Moeizame herdenking Kristallnacht
Eensgezind tegen antisemitisme. Dat wilde de Duitse Bondsdag zijn naar aanleiding van de 70e verjaring van de pogroms in Duitsland tegen de Joden op 9 november 1938. Maar voor de Duitse christendemocraten hield de eensgezindheid bij de Linkspartij op. Een truc bij de stemming over een antisemitismeresolutie voorkomt het schaamrood op de kaken voor de Bondsdag.
Een jaar lang hadden parlementariërs eraan gewerkt: een gemeenschappelijke motie van alle Bondsdagpartijen tegen het nog altijd presente antisemitisme. Ruim duizend strafdaden met antisemitische achtergrond telde de nationale recherche al dit jaar. En gemiddeld één keer per week vernielen of besmeuren rechts-extremisten wel ergens een Joodse begraafplaats. Dit laatste gegeven vormde de aanzet tot het partijoverstijgende initiatief van het Duitse parlement.Kort voor de behandeling in de Bondsdag staken enkele experts binnen de CDU/CSU echter een stokje voor de gezamenlijke actie. „Met deze linkse partijen kan men het antisemitisme niet geloofwaardig samen bestrijden”, meende woordvoerster binnenlandse zaken Kristina Köhler.

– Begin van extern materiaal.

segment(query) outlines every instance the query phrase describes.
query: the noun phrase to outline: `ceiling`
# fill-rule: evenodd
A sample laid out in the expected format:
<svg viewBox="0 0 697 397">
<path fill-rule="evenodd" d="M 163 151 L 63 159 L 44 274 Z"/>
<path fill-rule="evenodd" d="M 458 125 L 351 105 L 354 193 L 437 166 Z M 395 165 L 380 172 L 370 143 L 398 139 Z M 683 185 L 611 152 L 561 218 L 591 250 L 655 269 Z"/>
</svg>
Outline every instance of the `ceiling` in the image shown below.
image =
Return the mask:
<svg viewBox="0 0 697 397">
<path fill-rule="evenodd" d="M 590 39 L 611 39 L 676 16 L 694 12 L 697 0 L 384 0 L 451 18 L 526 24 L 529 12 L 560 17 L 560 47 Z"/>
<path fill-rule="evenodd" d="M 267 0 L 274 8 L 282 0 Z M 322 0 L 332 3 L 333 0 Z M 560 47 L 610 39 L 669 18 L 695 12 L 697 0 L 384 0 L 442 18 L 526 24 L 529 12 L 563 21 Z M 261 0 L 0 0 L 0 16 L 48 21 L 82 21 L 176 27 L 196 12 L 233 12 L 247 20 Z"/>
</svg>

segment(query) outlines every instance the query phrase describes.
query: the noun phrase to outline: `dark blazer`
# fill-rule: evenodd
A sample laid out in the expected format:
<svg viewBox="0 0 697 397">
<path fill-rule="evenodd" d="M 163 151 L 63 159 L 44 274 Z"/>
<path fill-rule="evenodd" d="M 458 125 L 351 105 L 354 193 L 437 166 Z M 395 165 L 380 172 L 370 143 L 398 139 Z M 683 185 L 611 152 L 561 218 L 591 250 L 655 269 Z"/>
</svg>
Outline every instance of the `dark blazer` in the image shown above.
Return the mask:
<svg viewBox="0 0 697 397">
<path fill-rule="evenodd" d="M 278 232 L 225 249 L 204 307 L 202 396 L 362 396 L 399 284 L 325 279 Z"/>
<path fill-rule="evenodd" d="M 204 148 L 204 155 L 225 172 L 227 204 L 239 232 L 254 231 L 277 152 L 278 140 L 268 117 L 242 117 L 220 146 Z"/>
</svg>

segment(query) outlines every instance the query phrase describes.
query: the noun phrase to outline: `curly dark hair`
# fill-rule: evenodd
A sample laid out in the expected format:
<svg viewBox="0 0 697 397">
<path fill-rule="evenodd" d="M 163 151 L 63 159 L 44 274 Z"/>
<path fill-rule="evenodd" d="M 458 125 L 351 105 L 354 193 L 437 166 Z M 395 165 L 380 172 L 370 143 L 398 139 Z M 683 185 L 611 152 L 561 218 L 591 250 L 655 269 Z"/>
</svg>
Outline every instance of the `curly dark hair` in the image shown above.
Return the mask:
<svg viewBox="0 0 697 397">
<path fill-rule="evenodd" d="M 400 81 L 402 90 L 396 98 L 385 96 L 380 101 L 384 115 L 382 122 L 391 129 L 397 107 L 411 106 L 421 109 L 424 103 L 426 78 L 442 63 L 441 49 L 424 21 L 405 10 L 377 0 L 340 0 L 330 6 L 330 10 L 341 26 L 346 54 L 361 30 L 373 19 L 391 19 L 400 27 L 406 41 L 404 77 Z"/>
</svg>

Binnen de unie is men van mening dat de Linkspartij zich niet afdoende van de antisemitische staatspolitiek van de DDR heeft gedistantieerd. Het is de christendemocraten vooral een doorn in het oog dat enkele Bondsdagleden van de Linkspartij openlijk sympathiseren met Hamas en Hezbollah, extremistische groeperingen die het bestaansrecht van Israël ontkennen.
Desondanks hekelde de Centrale Joodse Raad bij monde van secretaris-generaal Stephan Kramer de wispelturigheid van de christendemocraten. „De CDU heeft zo haar eigen problemen als het om antisemitisme gaat. Ze speelt nu de onschuld.”
Dat er binnen de Linkspartij een antizionistische vleugel is die soms in antisemitisme omslaat, weet ook Kramer maar al te goed. „Maar we hebben goede contacten met politici op alle niveaus binnen de partij. Juist die welwillenden laat je op deze manier in de kou staan.”
Uiteindelijk bleef de Bondsdag een blamage bespaard. In een aanvullende motie verheugt de Duitse Bondsdag zich op de herleving van het Joodse culturele leven in Duitsland, maar constateert ook dat het antisemitisme toeneemt, met name de islamitisch gemotiveerde. Hij eist van de regering onder andere meer aandacht in het onderwijs voor Jodendom en voor de uitbouw van Joodse academische en culturele instellingen.
De meesten zijn vooral opgelucht dat de resolutie het vóór 9 november gered heeft. Elf Linkspartijleden onthielden zich openlijk, een onafhankelijke, een voormalig CDU-fractielid, stemde tegen.
De symbolische waarde van de resolutie is voor Kramer van de Joodse Raad wel verbleekt: „De resolutie is gered, maar de coalitie der democraten, waar de Linkspartij wat mij betreft nog net bij hoort, is geschonden. Dat speelt antisemitisme bij rechts- én links-extremen in de hand.”